RE: Question about "faith"
September 17, 2020 at 9:54 am
(This post was last modified: September 17, 2020 at 10:00 am by Mister Agenda.)
(September 16, 2020 at 9:40 am)John 6IX Breezy Wrote:(September 16, 2020 at 1:09 am)Fake Messiah Wrote: Actually, Nomad gave a good definition of faith.
To understand it better look at it this way: Faith is pretending to know things you don’t know.
For instance, if a religious person says “I have faith in God.”
What he is actually saying is: “I pretend to know things I don’t know about God.”
Or when a theist says: “Life has no meaning without faith.”
He is saying: “Life has no meaning if I stop pretending to know things I don’t know.”
Or when a religious person says: “I don’t have enough faith to be an atheist.”
He is saying: “I don’t pretend to know things I don’t know enough to be an atheist.”
The Online Etymology Dictionary defines faith as: "faithfulness to a trust or promise; loyalty to a person; honesty, truthfulness"
When a religious person says, I have faith in God, they are saying they trust God in some way; they trust God will save them, they trust God will forgive them, they trust God will help them. They are not pretending to know or not know anything.
Faith is assenting to any proposition, based upon the credit of the proposer. How reasonable faith is depends on how trustworthy the proposer is.
Alas, the dictionary makes a distinction that you are NOT making:
faith
/fāTH/
noun
noun: faith
1.
complete trust or confidence in someone or something.
"this restores one's faith in politicians"
h
Similar:
h
Opposite:
mistrust
2.
strong belief in God or in the doctrines of a religion, based on spiritual apprehension rather than proof.
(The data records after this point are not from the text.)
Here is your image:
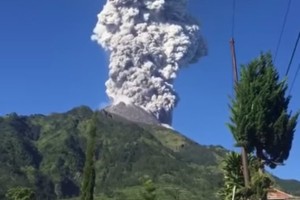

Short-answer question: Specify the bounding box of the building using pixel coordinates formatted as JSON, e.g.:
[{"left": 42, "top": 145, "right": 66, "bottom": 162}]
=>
[{"left": 268, "top": 188, "right": 300, "bottom": 200}]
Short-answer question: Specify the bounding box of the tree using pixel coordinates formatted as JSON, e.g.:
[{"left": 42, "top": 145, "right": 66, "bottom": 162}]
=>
[
  {"left": 6, "top": 187, "right": 36, "bottom": 200},
  {"left": 228, "top": 53, "right": 299, "bottom": 169},
  {"left": 80, "top": 115, "right": 97, "bottom": 200},
  {"left": 140, "top": 176, "right": 157, "bottom": 200},
  {"left": 218, "top": 152, "right": 273, "bottom": 200}
]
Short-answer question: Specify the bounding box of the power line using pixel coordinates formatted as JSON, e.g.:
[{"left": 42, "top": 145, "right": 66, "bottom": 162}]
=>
[
  {"left": 289, "top": 64, "right": 300, "bottom": 95},
  {"left": 285, "top": 32, "right": 300, "bottom": 76},
  {"left": 274, "top": 0, "right": 292, "bottom": 62}
]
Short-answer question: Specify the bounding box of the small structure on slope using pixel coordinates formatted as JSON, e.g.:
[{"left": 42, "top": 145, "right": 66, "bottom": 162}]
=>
[{"left": 268, "top": 188, "right": 300, "bottom": 200}]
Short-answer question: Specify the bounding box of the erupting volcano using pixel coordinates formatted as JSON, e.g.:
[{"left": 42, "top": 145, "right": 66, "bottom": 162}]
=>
[{"left": 92, "top": 0, "right": 207, "bottom": 125}]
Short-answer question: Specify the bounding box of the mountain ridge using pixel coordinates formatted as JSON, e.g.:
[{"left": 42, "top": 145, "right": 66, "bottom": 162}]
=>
[
  {"left": 103, "top": 102, "right": 161, "bottom": 126},
  {"left": 0, "top": 106, "right": 299, "bottom": 199}
]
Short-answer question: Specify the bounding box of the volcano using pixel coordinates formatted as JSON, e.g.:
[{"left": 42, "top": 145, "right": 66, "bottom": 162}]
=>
[
  {"left": 0, "top": 106, "right": 299, "bottom": 199},
  {"left": 103, "top": 102, "right": 161, "bottom": 126}
]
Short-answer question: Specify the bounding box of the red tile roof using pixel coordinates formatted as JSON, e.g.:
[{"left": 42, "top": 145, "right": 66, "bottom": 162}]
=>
[{"left": 267, "top": 188, "right": 295, "bottom": 200}]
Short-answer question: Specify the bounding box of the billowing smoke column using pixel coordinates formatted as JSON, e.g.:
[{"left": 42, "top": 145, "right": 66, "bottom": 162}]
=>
[{"left": 92, "top": 0, "right": 207, "bottom": 125}]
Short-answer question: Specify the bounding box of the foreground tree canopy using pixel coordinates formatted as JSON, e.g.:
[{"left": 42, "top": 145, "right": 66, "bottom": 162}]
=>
[{"left": 228, "top": 53, "right": 299, "bottom": 168}]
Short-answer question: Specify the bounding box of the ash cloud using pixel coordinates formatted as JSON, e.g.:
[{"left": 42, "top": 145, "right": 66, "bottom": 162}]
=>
[{"left": 92, "top": 0, "right": 207, "bottom": 125}]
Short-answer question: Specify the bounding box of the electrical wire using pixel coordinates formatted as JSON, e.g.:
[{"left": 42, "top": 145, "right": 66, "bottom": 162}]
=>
[
  {"left": 274, "top": 0, "right": 292, "bottom": 62},
  {"left": 285, "top": 32, "right": 300, "bottom": 76},
  {"left": 289, "top": 64, "right": 300, "bottom": 95}
]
(September 16, 2020 at 10:14 am)John 6IX Breezy Wrote: The issue I think you're having is attempting to view a religious topic from an atheist perspective. No Christian ever says "I have faith that Jesus walked on water" unless they are talking to an atheist. Christians by definition already believe God exists and that Jesus walked on water. Rather, faith within a Christian perspective only takes place after you are sure of God's existence. It doesn't make sense before that, and faith is not the means by which to arrive at that. Faith is not for believing God exists, but for trusting God after you believe he exists.
That seems to be an idiosyncratic definition, I've never heard a Christian define it like that before, and I was a devout one. The second sense of the word 'faith' is clearly in play here.
(September 16, 2020 at 11:55 am)John 6IX Breezy Wrote: Christians don't conflate faith with knowledge. That is largely an atheist thing, as can be observed in this thread alone. When you attend church, and hear the conversations Christians have amongst each other, faith is used to signify trust.
Quotes such as "Faith is belief without evidence and reason" come from atheists.
Whereas quotes such as "Faith is the art of holding on to things your reason has once accepted in spite of your changing moods" come from Christians.
I still attend church, or at least I did before the plague, and I'm pretty sure you're over-generalizing from your own church. What is it, 40% of Americans are Christian fundamentalists? What you're saying certainly doesn't reflect their views. You'd think awareness of thousands of Christian sects would make you a little more hesitant about making general claims about what Christians believe; the core beliefs all Christians hold are pretty small in number.
I'm not anti-Christian. I'm anti-stupid.